With these financial pressures looming, more people are likely to turn to delivering for Instacart, Amazon Flex, Uber Eats, DoorDash, GrubHub, Postmates, (which Uber acquired this month for $2.65 billion) and Target's Shipt. Before the pandemic, gig work has served as a source of secondary income for individuals who've been hit with an unexpected expense or experience a sudden loss of income, said Shelly Steward, associate director of research for the Aspen Institute's Future of Work Initiative.
"During the pandemic, with job loss or a potential drop in unemployment benefits, that is a drop in income," Steward said. "We would expect to see one of the ways people cope with that is to pursue this app-based gig income."
The gig economy has exploded in the past decade, thanks to the ubiquity of smartphones and the billions of dollars of venture capital money that poured into companies in the space. The jobs have been popular with people who need part-time work or flexible schedules, and the technology allows workers to get paid quickly. Transportation apps also have low barriers to entry when it comes to required skills, hours and capital, according to a 2018 J.P. Morgan Chase study.
The emerging industry has brought its share of controversy by skirting regulations and, in some cases, labor laws. California lawmakers passed a bill last year, known as Assembly Bill 5 (AB5), requiring gig economy workers to be reclassified as employees instead of contractors.
'Doing what you can'
While Uber and Lyft have struggled in recent months with so many Americans stuck at home, food and grocery delivery services have seen spikes in demand because consumers are avoiding restaurants and supermarkets. In response, Instacart, DoorDash, Amazon and Shipt have all hired more drivers.
Still, longtime gig workers say that jobs are harder to find. Katie Billingsley-Hudson, who lives in Nashville, Tennessee, said the city used to offer plenty of work, but shifts now get snatched up much faster.
"Right now, it's all about doing what you can to make money," Billingsley-Hudson said. "It's definitely getting harder to pick and choose who you can make money with."
Laura Chelton said Amazon Flex is similarly competitive in the Seattle area, where she lives. Last month, the Seattle City Council passed an order requiring food delivery companies to pay workers an extra $2.50 per hour for each drop-off within city limits. That's led more people to fight for shifts delivering for Whole Foods or Amazon Fresh.
"I know I spend A LOT more time hitting refresh on the app to try to snag a Seattle block," Chelton said in a Facebook message.
Polenz, meanwhile, said he plans to continue collecting unemployment until he secures a job in IT, where he has eight years of experience.
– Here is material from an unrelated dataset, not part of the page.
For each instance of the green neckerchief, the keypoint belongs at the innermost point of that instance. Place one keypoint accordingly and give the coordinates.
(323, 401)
If he can't find a job doing that, he said he would consider returning to gig work.
Jonathan Whitney, a part-time gig worker who also makes YouTube videos, recently rolled out GigSharks, a service that allows users to review earnings for apps in their area, whether for delivery gigs or hosting on Airbnb. The website aggregates reviews and earnings data.
Over time, Whitney said he hopes to allow drivers to track their earnings across multiple gig apps.
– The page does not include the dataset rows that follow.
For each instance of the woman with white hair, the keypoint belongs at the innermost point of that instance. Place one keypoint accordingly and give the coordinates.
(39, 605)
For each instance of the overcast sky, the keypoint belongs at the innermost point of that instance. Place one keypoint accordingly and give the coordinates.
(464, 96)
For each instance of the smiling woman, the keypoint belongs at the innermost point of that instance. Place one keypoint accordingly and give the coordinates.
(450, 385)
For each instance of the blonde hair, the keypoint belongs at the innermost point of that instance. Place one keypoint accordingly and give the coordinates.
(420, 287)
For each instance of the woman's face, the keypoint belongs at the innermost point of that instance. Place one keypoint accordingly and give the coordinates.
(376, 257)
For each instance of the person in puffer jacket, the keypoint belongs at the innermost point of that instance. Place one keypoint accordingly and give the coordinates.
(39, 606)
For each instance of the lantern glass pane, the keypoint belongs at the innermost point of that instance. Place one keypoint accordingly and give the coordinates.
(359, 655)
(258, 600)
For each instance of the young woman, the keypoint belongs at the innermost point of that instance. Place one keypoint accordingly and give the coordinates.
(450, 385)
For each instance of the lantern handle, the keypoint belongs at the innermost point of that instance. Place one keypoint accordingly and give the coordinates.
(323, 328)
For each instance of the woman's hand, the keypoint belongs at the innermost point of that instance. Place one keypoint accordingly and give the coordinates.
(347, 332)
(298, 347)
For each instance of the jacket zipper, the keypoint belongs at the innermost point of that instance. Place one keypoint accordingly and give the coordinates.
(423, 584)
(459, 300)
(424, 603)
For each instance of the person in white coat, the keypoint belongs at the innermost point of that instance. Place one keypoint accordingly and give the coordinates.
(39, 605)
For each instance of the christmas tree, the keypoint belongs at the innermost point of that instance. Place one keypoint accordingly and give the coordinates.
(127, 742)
"So if drivers see a decline, they can shift to something else," said Whitney, who drives for Grubhub in his spare time.
Whitney said he's happy the gig economy has grown during the pandemic. But he added that gig work shouldn't serve as a full-time job due to the unpredictable wages and dearth of benefits.
Steward agrees, and said that gig work may provide "immediate relief" for individuals in the short term, but it could exacerbate their financial insecurity because of the volatility in the economy and labor market.
"No one should have to be depending on the luck of an algorithm in order to pay rent or get groceries and that's sort of what we're seeing," Steward said. "As unemployment is quickly cut off, we're likely to see more of that."